The great thing about The Great Wall of Fire grate is it keeps the fire to the back of the fireplace and is kind of a self feeder. Just throw a couple logs on top and you don't have to worry about roll outs. I almost bought one for my fireplace, but instead I bought a cheap cast iron grate with 4" legs and cut the two back legs off to create basically the same thing. It works pretty good and all the wood slides down to the back as it burns and seems to hold coals longer than an elevated grate.


----------



## fossil (Nov 16, 2008)

It's not hard to find a really reasonably priced regular old wrought iron fireplace grate that's both tapered front to back on the sides to fit the typical footprint of the standard masonry firebox, and angled a bit downward toward the back.  I don't know why anyone would need anything fancier than that for an occasional ambience fire.  While the glass door thing does nothing for me in an installation like that, I _am _a big fan of the twisted wire curtain things, to keep red-hot embers from flying out.  Rick


----------



## pdxfireplace (Nov 17, 2008)

Fossil,

You might be right.  That's why I'm trying to get input from folks who've used them.  The benefits (putting aside the $$) of the Great Wall of Fire seem a bit more plausible than the Texas thing, but they've both been around for awhile and are still in business----someone's buying them.  Note:  The owner of the Texas company sued Consumer Report alleging libel, etc. when they reported their tests that burning wood directly on the hearth was better than using a grate (even though CR stated their tests showed his grate performed better than conventional grates).  He lost his lawsuit.  The court was emphatically clear that he didn't have a case.  

Todd,

Do you know of anyone who's using the Great Wall of Fire?

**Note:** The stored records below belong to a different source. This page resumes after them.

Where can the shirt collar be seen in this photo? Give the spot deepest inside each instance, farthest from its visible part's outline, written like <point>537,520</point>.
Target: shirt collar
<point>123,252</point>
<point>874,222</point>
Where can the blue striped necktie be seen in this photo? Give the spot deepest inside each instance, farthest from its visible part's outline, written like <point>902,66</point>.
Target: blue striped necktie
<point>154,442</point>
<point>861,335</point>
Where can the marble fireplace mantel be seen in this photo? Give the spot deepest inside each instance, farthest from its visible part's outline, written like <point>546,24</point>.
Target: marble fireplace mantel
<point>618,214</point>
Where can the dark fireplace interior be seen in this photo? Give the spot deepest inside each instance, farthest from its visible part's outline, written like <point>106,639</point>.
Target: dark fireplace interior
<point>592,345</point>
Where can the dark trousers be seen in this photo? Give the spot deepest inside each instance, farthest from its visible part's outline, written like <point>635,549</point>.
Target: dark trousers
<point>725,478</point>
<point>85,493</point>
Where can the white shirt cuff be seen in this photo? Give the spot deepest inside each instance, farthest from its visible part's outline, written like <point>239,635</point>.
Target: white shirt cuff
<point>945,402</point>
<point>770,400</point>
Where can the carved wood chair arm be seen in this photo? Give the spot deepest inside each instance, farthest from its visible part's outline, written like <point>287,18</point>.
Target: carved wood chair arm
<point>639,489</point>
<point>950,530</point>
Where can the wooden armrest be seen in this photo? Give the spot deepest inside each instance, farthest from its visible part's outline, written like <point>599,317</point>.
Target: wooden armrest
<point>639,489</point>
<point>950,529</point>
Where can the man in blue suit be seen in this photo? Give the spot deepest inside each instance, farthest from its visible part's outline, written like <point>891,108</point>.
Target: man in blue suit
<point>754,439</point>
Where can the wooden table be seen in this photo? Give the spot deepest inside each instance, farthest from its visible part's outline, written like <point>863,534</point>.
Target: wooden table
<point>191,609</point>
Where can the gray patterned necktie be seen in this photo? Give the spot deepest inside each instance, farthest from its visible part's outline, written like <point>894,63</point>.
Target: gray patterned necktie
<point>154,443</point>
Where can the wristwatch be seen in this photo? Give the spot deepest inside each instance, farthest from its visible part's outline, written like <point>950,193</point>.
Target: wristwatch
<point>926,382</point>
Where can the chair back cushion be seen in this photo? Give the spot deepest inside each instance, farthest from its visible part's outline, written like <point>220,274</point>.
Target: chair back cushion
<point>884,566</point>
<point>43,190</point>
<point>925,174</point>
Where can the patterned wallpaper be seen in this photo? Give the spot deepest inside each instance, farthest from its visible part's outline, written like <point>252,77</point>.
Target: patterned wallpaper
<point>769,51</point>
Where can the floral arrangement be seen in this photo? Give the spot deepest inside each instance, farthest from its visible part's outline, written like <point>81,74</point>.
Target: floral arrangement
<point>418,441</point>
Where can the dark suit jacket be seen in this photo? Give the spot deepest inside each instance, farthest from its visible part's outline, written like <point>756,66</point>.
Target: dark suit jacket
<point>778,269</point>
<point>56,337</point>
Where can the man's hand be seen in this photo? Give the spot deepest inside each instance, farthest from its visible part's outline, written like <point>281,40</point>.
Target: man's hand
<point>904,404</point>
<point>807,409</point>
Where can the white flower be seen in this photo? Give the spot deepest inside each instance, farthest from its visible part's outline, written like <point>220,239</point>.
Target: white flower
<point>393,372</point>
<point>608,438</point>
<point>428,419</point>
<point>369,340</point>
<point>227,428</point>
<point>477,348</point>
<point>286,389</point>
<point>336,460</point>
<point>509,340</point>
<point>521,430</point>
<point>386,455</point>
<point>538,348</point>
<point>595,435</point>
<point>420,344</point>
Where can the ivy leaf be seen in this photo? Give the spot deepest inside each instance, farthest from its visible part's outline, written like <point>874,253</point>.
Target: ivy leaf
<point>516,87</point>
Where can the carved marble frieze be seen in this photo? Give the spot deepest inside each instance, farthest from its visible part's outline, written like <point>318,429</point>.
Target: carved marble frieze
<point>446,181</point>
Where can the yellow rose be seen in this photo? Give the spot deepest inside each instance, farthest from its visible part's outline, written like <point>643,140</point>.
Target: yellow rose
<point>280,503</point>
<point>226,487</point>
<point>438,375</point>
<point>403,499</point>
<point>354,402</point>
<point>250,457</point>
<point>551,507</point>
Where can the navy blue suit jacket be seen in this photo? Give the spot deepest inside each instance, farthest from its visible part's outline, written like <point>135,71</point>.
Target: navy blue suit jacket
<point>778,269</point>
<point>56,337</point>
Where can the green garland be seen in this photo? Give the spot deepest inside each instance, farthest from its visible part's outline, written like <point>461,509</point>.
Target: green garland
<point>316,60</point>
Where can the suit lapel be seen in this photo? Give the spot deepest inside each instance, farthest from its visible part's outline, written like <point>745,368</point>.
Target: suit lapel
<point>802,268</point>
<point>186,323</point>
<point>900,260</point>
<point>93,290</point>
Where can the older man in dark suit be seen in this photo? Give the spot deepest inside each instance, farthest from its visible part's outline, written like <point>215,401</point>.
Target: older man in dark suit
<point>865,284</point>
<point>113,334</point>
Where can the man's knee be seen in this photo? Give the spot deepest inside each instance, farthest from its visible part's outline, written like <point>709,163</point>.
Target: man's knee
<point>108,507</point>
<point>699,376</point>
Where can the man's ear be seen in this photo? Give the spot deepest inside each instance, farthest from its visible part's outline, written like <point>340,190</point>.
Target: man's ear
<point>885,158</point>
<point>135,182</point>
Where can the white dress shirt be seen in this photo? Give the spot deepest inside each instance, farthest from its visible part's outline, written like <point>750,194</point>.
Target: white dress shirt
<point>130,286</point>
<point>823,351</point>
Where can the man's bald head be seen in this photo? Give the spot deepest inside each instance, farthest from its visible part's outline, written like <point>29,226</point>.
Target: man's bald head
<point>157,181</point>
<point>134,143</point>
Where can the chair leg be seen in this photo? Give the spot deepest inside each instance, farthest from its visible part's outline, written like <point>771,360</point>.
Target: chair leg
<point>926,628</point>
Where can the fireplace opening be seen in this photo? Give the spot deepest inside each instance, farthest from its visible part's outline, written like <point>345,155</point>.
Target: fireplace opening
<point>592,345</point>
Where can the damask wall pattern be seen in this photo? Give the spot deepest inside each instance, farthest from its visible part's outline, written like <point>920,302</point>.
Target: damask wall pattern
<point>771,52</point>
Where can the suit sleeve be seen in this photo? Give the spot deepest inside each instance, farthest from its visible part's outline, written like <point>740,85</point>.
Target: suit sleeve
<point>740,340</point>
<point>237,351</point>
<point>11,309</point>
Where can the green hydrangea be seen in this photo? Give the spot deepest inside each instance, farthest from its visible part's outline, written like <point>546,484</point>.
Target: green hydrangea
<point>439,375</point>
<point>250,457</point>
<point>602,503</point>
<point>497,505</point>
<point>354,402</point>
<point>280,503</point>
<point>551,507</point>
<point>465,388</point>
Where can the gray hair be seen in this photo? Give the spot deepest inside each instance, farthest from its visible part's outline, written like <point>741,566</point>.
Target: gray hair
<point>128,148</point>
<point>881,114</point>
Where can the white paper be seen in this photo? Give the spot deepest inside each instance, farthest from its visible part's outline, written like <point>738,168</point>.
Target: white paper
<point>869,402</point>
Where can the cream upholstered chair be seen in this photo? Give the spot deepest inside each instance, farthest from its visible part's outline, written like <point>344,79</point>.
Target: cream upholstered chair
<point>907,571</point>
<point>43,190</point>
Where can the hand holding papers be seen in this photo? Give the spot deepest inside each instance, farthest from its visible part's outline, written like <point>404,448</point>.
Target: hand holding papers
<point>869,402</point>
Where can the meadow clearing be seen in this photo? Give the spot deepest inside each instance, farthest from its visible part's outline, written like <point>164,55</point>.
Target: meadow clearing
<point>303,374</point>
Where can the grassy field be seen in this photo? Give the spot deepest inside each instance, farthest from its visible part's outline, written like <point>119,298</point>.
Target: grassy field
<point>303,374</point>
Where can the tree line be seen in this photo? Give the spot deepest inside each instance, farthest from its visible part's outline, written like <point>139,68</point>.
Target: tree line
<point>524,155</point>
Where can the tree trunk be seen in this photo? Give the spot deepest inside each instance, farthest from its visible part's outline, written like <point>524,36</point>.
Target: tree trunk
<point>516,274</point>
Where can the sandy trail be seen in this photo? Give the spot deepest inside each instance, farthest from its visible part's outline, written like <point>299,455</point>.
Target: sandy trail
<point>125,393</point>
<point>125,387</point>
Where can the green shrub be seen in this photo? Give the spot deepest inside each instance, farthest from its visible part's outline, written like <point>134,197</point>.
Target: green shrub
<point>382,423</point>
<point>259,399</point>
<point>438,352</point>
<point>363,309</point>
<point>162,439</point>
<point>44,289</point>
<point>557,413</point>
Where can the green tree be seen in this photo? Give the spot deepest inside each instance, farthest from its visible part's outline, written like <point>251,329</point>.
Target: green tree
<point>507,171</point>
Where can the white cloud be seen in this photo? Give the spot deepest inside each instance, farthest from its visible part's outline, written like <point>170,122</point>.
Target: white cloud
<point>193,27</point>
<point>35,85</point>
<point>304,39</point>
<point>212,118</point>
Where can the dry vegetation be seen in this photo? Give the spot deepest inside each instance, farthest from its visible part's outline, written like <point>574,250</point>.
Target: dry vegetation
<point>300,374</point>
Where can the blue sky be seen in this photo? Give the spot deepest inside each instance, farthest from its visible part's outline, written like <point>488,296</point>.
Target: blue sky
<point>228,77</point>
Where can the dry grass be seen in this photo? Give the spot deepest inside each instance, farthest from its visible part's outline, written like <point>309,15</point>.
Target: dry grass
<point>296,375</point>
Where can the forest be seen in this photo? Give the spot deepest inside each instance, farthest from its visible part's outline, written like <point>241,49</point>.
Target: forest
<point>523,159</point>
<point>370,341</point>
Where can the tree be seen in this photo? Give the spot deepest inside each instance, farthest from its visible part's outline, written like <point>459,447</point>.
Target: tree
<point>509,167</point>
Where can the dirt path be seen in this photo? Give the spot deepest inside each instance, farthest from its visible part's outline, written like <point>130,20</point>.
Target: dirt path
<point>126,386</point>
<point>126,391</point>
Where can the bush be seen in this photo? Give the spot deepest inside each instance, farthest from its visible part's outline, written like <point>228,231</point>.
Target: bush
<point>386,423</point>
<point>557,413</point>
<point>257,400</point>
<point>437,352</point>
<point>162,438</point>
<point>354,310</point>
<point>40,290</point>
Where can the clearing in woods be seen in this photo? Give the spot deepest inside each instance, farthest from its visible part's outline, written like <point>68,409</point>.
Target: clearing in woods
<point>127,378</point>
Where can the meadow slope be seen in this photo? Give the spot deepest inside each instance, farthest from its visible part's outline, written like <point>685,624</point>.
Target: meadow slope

Thanks to you both for your replies.

Cheers,


----------



## Dix (Nov 17, 2008)

PX, I played with a few grates before the insert.

The original was an 1800's cast iron model, that my Mom had found at a "Tag Sale" by the local historical society, when they were demoing a house that couldn't be saved. Salvaged what they could (banisters, etc) and had one hell of a sale. She bought it in 1977.

Flash forward 15 years later, it's now my FP grate.

I decided it was yucky, after 3 years of using the FP, and went with a new one from HD, sloped backwards, worked great. Cost $40. Lasted 2 years, then burnt through.

Next one from Wally World, $10. Burnt through lasted 2 years.

I had put the cast iron one out in the garden for a flower bed. So it sat outside 4 years, in all kinds of weather.

I brought it back into the house after the 2nd cheapo died. The grate lasted another 3 years. It's sitting outside, in the fire pit, waiting for it's calling next year. 2 rungs are rusted out. I'm curious has to how long that suckers gonna last  >:-(


----------



## myzamboni (Nov 17, 2008)

The gratewall of fire should help throw some heat, but you will be looking at coals alot more often than looking at flames. I can only imagine how quickly new logs burn up into coals with all the room for air to get beneath (I also bet that creosote would not be much of an issue unless you used green wood.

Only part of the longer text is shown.